Email updates

Keep up to date with the latest news and content from BMC Bioinformatics and BioMed Central.

Open Access Methodology article

YHap: a population model for probabilistic assignment of Y haplogroups from re-sequencing data

Fan Zhang14, Ruoyan Chen1, Dongbing Liu1, Xiaotian Yao1, Guoqing Li1, Yabin Jin1, Chang Yu1*, Yingrui Li1* and Lachlan JM Coin123*

Author Affiliations

1 BGI-shenzhen, Shenzhen, China

2 Institute for Molecular Bioscience, University of Queensland, Queensland, Australia

3 Department of Genomics of Complex Disease, School of Public Health, Imperial College, London, UK

4 Department of Computational Medicine and Bioinformatics, Medical School, University of Michigan, Ann Arbor, USA

For all author emails, please log on.

BMC Bioinformatics 2013, 14:331  doi:10.1186/1471-2105-14-331

The electronic version of this article is the complete one and can be found online at:

Received:22 July 2013
Accepted:12 November 2013
Published:19 November 2013

© 2013 Zhang et al.; licensee BioMed Central Ltd.

This is an open access article distributed under the terms of the Creative Commons Attribution License (, which permits unrestricted use, distribution, and reproduction in any medium, provided the original work is properly cited.



Y haplogroup analyses are an important component of genealogical reconstruction, population genetic analyses, medical genetics and forensics. These fields are increasingly moving towards use of low-coverage, high throughput sequencing. While there have been methods recently proposed for assignment of Y haplogroups on the basis of high-coverage sequence data, assignment on the basis of low-coverage data remains challenging.


We developed a new algorithm, YHap, which uses an imputation framework to jointly predict Y chromosome genotypes and assign Y haplogroups using low coverage population sequence data. We use data from the 1000 genomes project to demonstrate that YHap provides accurate Y haplogroup assignment with less than 2x coverage.


Borrowing information across multiple samples within a population using an imputation framework enables accurate Y haplogroup assignment.


The non-recombining portion of haploid chromosome Y is passed intact from father to son with a mutation rate several times greater than autosomes [1]. As such, patterns of variation in Y are widely used to uncover historical patterns of human migration; are important in genealogical reconstruction and have application in forensic analyses.

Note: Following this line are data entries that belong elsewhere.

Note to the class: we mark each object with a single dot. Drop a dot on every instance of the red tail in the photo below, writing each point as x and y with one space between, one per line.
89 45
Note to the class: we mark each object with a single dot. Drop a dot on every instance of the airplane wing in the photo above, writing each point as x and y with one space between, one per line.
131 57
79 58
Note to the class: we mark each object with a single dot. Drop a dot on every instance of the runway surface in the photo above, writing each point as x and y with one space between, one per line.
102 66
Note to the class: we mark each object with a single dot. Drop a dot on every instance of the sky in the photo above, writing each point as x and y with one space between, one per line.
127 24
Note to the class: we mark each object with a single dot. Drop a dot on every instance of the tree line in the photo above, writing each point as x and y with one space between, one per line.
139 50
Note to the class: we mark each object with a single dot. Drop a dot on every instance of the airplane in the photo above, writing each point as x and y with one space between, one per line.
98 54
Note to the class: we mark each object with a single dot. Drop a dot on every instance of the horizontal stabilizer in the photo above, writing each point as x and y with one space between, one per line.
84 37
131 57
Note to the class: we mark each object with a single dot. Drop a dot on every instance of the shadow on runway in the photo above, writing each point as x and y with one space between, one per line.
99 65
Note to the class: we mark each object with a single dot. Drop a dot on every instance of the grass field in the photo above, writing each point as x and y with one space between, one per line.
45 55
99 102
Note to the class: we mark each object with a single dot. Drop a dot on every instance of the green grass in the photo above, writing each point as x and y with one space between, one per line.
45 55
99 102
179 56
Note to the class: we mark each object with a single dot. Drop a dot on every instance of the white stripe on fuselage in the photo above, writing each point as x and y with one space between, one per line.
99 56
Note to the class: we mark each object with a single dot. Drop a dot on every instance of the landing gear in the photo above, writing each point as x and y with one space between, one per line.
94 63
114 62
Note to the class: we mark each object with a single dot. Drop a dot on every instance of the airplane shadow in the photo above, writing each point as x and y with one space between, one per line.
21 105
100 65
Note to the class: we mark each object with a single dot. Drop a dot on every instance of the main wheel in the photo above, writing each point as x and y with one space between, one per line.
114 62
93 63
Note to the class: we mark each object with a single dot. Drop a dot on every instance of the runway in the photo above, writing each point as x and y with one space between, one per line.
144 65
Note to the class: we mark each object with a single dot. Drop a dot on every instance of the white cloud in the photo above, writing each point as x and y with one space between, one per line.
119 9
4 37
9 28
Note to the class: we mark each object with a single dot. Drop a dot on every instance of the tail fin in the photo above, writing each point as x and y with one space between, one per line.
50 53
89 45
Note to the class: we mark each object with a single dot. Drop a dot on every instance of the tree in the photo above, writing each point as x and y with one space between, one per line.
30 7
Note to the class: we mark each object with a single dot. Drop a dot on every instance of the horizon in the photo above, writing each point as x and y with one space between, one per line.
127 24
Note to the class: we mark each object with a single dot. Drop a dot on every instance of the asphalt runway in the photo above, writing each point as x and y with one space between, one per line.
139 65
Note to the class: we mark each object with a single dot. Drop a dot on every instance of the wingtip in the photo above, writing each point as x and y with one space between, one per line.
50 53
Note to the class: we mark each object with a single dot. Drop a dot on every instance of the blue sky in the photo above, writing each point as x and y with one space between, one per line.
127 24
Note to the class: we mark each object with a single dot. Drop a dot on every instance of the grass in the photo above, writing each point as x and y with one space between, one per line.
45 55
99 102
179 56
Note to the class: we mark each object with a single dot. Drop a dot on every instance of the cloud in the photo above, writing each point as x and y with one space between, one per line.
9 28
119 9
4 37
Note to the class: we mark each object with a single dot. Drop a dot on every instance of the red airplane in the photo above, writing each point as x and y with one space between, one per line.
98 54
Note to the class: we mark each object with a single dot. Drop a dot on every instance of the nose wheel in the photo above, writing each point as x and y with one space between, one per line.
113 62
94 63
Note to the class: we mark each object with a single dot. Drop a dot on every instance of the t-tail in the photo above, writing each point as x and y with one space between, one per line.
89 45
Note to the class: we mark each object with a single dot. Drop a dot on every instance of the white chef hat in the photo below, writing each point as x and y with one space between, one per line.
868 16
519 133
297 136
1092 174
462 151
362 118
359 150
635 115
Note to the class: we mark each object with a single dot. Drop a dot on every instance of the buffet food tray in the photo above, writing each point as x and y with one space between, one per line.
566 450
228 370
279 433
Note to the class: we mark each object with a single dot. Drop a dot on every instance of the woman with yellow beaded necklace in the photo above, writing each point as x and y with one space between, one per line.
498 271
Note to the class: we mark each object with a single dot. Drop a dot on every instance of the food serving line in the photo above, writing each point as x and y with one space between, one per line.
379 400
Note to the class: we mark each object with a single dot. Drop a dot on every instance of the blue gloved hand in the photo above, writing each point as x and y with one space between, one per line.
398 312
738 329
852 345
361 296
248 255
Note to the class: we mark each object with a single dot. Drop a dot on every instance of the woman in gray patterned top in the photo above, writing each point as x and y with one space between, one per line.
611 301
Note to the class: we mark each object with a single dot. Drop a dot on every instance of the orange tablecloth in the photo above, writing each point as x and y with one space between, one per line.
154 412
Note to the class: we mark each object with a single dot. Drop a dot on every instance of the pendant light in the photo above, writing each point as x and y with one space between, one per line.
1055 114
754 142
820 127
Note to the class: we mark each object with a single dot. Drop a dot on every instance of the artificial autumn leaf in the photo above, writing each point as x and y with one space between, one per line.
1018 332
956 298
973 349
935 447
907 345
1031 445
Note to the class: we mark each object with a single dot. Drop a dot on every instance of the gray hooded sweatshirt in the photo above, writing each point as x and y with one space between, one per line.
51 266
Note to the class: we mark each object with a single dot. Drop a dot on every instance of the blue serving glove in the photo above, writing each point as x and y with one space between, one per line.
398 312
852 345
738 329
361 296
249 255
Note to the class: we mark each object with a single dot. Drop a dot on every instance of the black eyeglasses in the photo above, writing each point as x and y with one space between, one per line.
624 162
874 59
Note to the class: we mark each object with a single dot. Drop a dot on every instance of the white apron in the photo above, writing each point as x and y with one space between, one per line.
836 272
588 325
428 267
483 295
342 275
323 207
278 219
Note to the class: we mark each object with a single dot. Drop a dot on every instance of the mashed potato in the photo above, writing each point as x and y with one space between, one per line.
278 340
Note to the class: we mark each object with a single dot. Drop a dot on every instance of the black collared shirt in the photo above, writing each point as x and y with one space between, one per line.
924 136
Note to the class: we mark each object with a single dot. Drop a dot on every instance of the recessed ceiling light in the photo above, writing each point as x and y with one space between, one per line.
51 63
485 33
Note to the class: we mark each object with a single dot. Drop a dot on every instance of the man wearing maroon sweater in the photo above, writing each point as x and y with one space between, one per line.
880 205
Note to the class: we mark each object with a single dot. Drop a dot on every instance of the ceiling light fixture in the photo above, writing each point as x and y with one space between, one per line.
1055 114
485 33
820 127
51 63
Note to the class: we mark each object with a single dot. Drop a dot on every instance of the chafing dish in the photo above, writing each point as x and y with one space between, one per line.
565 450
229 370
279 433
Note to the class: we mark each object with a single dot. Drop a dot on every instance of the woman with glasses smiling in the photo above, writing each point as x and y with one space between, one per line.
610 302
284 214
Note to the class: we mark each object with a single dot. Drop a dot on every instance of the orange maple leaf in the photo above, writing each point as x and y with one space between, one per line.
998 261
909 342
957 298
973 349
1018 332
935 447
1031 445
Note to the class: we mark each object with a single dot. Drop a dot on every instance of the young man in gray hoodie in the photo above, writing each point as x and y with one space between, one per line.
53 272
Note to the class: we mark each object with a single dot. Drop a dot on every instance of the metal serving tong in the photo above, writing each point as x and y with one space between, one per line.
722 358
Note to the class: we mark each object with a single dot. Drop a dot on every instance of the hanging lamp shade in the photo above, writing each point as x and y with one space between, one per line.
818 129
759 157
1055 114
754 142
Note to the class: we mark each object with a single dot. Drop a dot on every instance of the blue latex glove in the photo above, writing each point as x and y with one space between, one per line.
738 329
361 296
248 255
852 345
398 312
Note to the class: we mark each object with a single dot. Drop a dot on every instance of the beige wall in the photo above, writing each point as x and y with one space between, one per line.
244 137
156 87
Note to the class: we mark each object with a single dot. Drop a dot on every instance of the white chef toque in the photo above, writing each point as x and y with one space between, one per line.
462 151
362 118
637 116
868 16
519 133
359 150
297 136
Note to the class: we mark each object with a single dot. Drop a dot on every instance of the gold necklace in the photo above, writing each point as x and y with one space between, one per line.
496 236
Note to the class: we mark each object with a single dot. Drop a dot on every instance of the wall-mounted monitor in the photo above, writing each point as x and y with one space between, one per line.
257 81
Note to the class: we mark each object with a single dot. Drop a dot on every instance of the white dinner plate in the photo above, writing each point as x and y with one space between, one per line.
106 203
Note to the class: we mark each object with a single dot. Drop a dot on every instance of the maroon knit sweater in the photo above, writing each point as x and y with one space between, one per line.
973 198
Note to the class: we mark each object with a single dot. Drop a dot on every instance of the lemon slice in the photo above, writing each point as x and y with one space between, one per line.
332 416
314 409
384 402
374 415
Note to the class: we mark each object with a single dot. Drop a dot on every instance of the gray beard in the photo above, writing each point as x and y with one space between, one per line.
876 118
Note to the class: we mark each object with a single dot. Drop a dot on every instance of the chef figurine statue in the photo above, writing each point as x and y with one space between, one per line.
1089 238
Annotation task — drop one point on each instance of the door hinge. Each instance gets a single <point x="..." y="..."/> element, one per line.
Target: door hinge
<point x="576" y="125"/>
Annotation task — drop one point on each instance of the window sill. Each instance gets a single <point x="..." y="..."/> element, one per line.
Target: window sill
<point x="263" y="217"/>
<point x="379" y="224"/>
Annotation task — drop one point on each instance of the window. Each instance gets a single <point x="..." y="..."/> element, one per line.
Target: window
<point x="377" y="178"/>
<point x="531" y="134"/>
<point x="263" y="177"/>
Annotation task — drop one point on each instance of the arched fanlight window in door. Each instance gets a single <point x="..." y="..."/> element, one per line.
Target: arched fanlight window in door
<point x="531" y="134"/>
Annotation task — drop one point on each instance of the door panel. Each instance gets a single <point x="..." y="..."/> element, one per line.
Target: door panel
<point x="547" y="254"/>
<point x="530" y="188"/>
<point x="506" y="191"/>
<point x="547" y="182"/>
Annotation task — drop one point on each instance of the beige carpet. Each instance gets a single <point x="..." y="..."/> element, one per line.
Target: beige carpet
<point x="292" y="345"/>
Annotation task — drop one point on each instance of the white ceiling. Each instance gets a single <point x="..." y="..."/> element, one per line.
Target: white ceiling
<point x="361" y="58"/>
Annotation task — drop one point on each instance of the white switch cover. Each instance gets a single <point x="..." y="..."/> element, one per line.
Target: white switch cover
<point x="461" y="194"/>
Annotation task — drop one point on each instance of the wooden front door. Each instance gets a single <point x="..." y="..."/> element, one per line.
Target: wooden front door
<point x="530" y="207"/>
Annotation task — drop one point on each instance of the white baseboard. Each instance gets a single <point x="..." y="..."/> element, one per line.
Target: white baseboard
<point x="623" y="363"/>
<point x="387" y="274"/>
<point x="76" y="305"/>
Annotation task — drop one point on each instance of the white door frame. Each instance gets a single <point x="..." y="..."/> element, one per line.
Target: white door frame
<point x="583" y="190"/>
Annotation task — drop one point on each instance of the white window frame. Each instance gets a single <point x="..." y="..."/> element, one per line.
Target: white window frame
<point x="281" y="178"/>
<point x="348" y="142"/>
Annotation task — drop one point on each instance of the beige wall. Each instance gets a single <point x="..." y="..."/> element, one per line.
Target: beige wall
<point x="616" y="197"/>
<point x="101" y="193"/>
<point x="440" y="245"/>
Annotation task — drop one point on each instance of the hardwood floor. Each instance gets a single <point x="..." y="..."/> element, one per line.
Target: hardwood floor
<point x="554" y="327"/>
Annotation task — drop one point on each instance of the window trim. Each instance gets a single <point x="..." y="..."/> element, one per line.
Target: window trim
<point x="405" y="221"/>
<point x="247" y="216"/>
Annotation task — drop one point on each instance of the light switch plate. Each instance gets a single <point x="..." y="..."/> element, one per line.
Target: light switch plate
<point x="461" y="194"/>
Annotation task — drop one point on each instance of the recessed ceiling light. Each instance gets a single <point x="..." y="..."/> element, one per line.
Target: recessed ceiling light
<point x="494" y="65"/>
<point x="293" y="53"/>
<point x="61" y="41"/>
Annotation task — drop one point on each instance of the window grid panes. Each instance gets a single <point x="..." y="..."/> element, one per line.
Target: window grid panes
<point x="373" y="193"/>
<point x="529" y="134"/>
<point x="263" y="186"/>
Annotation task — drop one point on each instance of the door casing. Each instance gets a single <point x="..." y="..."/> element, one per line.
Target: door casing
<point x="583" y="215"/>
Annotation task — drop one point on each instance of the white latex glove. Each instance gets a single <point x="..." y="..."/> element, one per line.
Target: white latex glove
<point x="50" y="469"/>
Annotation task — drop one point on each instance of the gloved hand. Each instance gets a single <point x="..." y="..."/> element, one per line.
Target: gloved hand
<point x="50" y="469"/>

The Y Chromosome Consortium (YCC) published a revised Y-chromosome DNA haplogroup tree in 2008, consisting of approximately 600 markers which can be used to characterize 20 major global haplogroups, labeled A-T, as well as sub-classification into a total of 311 haplogroups at the finest level of resolution. Different major haplogroups have been found at high frequencies in different geographical regions, for example the E clade in Africa, and the O clade in Eastern Asia. Particular fine-level haplogroups are found in multiple locations, such as R1a in Eastern Europe, South Asia and Central Asia, indicating migration of R1a from Eurasian Steppes to the new world. The C3 haplogroup, found at high frequency throughout Asia is commonly interpreted as genealogical remnants of the empire of Genghis Khan [2].

Y haplogroup assignment has traditionally been carried out by targeted genotyping using a combination of short tandem repeat typing, multiplex PCR and mini-sequencing [3,4], often using a hierarchical strategy in order to first refine the major haplogroup, and subsequently genotype markers within that haplogroup which illuminate finer levels of resolution. Such a procedure requires substantial amount of wet-lab analysis, requires stringent replication and quality control to eliminate errors which can arise due to the limited amount of information collected at each step. More recently, personal genetic companies have included specific Y chromosome markers on custom genotyping arrays [5,6]. Nevertheless, the resolution available from genotyping arrays is limited by markers included on the chip.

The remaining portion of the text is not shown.